CRASH
Charli XCX
Après plusieurs années passées à innover dans le genre hyperpop avec ses adelphes de PC Music, Charli XCX revient pour nous sortir un grand album de pop, pour de bon cette fois. Cette envie de faire cohabiter aspirations expé et ADN pop, elle se retrouvait déjà sur son quatrième album Charli, capable d'alterner entre ballades sentimentales et bangers électro beaucoup plus délurés. La sortie de CRASH devait logiquement confirmer son retour dans le mainstream. Mais sa conception fut interrompue par le premier confinement : frustrée de ne pas pouvoir bosser sur cet album comme elle le voulait, l'Anglaise se console avec un baroud d’honneur hyperpop, how i’m feeling now. Deux ans plus tard, le COVID est presque parti, l'humeur est presque à la fête, et la fête peut (re)commencer.

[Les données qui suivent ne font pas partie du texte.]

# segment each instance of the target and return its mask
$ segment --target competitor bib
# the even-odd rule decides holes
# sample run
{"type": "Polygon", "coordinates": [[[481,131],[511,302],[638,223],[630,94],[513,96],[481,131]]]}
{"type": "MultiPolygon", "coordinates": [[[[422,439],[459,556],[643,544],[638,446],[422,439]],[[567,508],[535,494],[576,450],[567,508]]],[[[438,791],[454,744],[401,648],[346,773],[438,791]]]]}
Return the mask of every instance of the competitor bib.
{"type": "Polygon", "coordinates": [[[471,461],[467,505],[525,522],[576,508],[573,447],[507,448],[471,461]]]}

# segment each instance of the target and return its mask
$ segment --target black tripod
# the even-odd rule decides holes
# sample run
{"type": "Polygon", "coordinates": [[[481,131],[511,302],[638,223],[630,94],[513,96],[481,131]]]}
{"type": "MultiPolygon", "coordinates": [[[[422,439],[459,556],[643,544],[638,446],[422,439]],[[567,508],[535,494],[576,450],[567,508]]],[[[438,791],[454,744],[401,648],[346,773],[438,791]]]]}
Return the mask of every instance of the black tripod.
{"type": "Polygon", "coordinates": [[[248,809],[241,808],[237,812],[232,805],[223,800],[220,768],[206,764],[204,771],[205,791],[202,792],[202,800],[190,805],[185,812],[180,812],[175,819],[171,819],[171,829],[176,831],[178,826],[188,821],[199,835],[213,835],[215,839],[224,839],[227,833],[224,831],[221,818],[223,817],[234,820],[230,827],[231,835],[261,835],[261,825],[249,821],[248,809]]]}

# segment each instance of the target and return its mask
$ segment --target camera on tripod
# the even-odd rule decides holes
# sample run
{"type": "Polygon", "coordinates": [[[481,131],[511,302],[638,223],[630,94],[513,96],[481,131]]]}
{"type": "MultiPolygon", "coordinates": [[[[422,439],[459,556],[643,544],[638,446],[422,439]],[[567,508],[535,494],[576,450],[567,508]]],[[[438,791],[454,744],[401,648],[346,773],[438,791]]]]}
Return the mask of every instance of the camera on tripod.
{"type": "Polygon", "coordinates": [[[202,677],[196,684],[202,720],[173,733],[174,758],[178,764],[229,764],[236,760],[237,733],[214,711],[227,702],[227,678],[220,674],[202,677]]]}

Une première écoute de l'album confirme très rapidement ce virage pop à 180 degrés. Fini de jouer les avant-gardistes, CRASH est un album qui nous prend par la main et qui s’écoute d’une traite. Les morceaux sont d’une redoutable efficacité, les refrains sont pensés pour être hurlés en soirée, le dosage entre bangers et ballades est savamment équilibré, et, cerise sur le gâteau, l’album s’offre même un fil conducteur avec ce personnage de femme fatale que Charli XCX s’amuse à jouer, se vantant par exemple de jouer de la naïveté de la gent masculine. Si cet humour caustique n’est bien sûr pas nouveau, son côté fleur bleue n’est pas en reste sur l'album, puisque des morceaux plus doux comme « Every Rule » et « Lightning » dévoilent une Charli éperdument amoureuse et en proie aux feux de la passion. Ce sont ces pertes de contrôle qui lui permettent ensuite de livrer des morceaux plus introspectifs (« Move Me », « Used To Know Me », « Twice »), où les remises en question flirtent avec des pulsions autodestructrices. Ce mélange d’émotions complexes est d’ailleurs génialement illustré sur la pochette de l’album où Charli XCX se présente à la fois dans une posture de dominatrice, (aurait-elle vu le Titane de Julia Ducournau), tout en rendant visibles l'étendue de ses fragilités, voire de ses blessures.
Mais il serait sot d'oublier que la replay value de cet album provient aussi du fait que Charli XCX semble avoir gardé un certain contrôle sur l’entièreté de sa réalisation. Comme pour boucler la boucle, celle-ci a retravaillé avec Justin Raisen et Ariel Rechtshaid, qui étaient déjà à la manœuvre sur ses premiers albums True Romance et Sucker. Par ailleurs, en travaillant avec certains producteurs ayant officié sur les derniers projets de Dua Lipa et The Weeknd (notamment Digital Farm Animals et Oscar Holter), elle donne à son album un doux parfum de nostalgie avec des sonorités qui évoquent le disco des années 80 (les synthés et les guitares funky du tubesque « Baby ») et l’eurodance des années 90-2000 (ça sample « Show Me Love » sur « Used To Know Me »). Pour ce qui concerne ses featurings, Charli XCX se balade dans sa zone de confort puisqu’elle avait déjà collaboré avec Caroline Polacheck, Christine and The Queens et Rina Sawayama par le passé. Enfin, Charli ne tourne pas définitivement le dos à l’hyperpop puisqu’elle s’entoure une fois encore de son fidèle A.G. Cook, le pape du label PC Music, sur deux morceaux. Le résultat est tout bonnement explosif et rend ses lettres de la noblesse à la pop dans pour autant devenir impersonnel ou tomber dans les facilités. Bref, si cet album-synthèse ne fait pas un carton, sachez que le type qui a écrit cette chronique se sentira très con.